Once again Beijing’s shiny new “sovereign wealth fund,” China Investment Corp (CIC), has been making the headlines – only this time for the right reasons.
The news that it would pay US$5 billion for 9.9% of Morgan Stanley, a Wall Street bank bloodied after announcing nearly US$10 billion in write-downs related to subprime mortgages, transformed CIC from dreaded sovereign wealth fund pillaging international markets to financial savior.
For many people, the idea that China is now a big-time financial player rather than simply an export powerhouse, is still novel. Any reported investment made by the country’s “first” sovereign wealth fund is front page news.
Your correspondent’s arithmetic may not be his strongest suit, but a dragon needs to know how to manage his stash of gold. And by this dragon’s reckoning, China has about half a dozen sovereign funds managing, to varying degrees, the country’s own stash of gold – US$1.5 trillion and counting.
CIC’s investments may grab the headlines, but the State Administration of Foreign Exchange (SAFE) remains the primary manager of the nation’s foreign reserves and China’s biggest investor in foreign markets. For all the nervous whispers about China dumping its US dollar-denominated holdings, SAFE continues to invest the majority of the country’s forex in US Treasury bills. This has helped to push down US interest rates and prop up the country’s economy – essentially lending cash to US consumers to keep on buying Chinese goods.

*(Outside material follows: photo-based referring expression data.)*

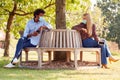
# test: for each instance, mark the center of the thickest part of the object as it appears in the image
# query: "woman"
(90, 39)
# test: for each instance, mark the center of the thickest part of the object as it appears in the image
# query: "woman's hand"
(34, 33)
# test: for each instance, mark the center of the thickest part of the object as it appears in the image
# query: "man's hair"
(38, 11)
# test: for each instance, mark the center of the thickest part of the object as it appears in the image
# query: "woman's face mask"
(84, 21)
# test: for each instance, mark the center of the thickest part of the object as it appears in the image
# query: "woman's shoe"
(105, 66)
(111, 59)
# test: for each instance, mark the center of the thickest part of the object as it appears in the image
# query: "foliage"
(111, 10)
(25, 9)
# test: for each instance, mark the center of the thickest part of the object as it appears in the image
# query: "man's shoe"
(15, 61)
(10, 65)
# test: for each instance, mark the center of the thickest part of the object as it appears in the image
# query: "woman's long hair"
(89, 23)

SAFE is China’s biggest sovereign wealth fund by a country mile. It’s just that buying T-bills is not as sexy as grabbing stakes in big-name banks.
However, reports last month that an investment arm of SAFE had bought small equity stakes in at least three of Australia’s biggest banks suggest that the agency is ditching its conservative strategy. Although tiny compared to SAFE’s own monthly expenditure on government bonds, these investments are more in keeping with the behavior of a traditional sovereign wealth fund.

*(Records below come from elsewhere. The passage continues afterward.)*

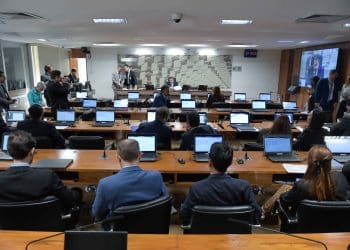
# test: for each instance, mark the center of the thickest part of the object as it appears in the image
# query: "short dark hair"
(221, 154)
(128, 150)
(19, 144)
(35, 111)
(193, 119)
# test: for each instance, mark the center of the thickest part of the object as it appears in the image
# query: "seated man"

CIC is the upstart knave to SAFE’s king in China’s pack of financial playing cards. (The People’s Bank of China, which ultimately controls SAFE, remains the ace). But Beijing also has a number of useful, if lesser, players with which to gamble away the country’s small change.
Last year China Development Bank (CDB), one of Beijing’s three policy lenders, paid about US$3 billion for a 3.1% stake in Britain’s Barclays Bank. Although CDB says it is transforming itself into a genuinely commercial entity, some analysts pointed out that it could be positioning itself as an alternative state investment vehicle to CIC.
The China-Africa Development Fund, set up by CDB in June last year and earmarked to receive US$5 billion of state money, announced its first foray into the continent last month. Meanwhile, the Export-Import Bank of China, another state-financed policy bank, plans to finance projects in Africa, the Mekong Delta and the Pacific Islands.
Finally, towards the end of last year it was reported that China’s National Council for Social Security Fund – the national pension fund – had discussed buying stakes in US private equity firms Carlyle and Kohlberg Kravis Roberts.
CIC may be the poster boy for China’s sovereign wealth, but it is just one of several mainland funds hunting for foreign assets in which to plough the country’s vast store of foreign reserves. Expect to see China’s sovereign wealth funds bag more overseas prizes in 2008.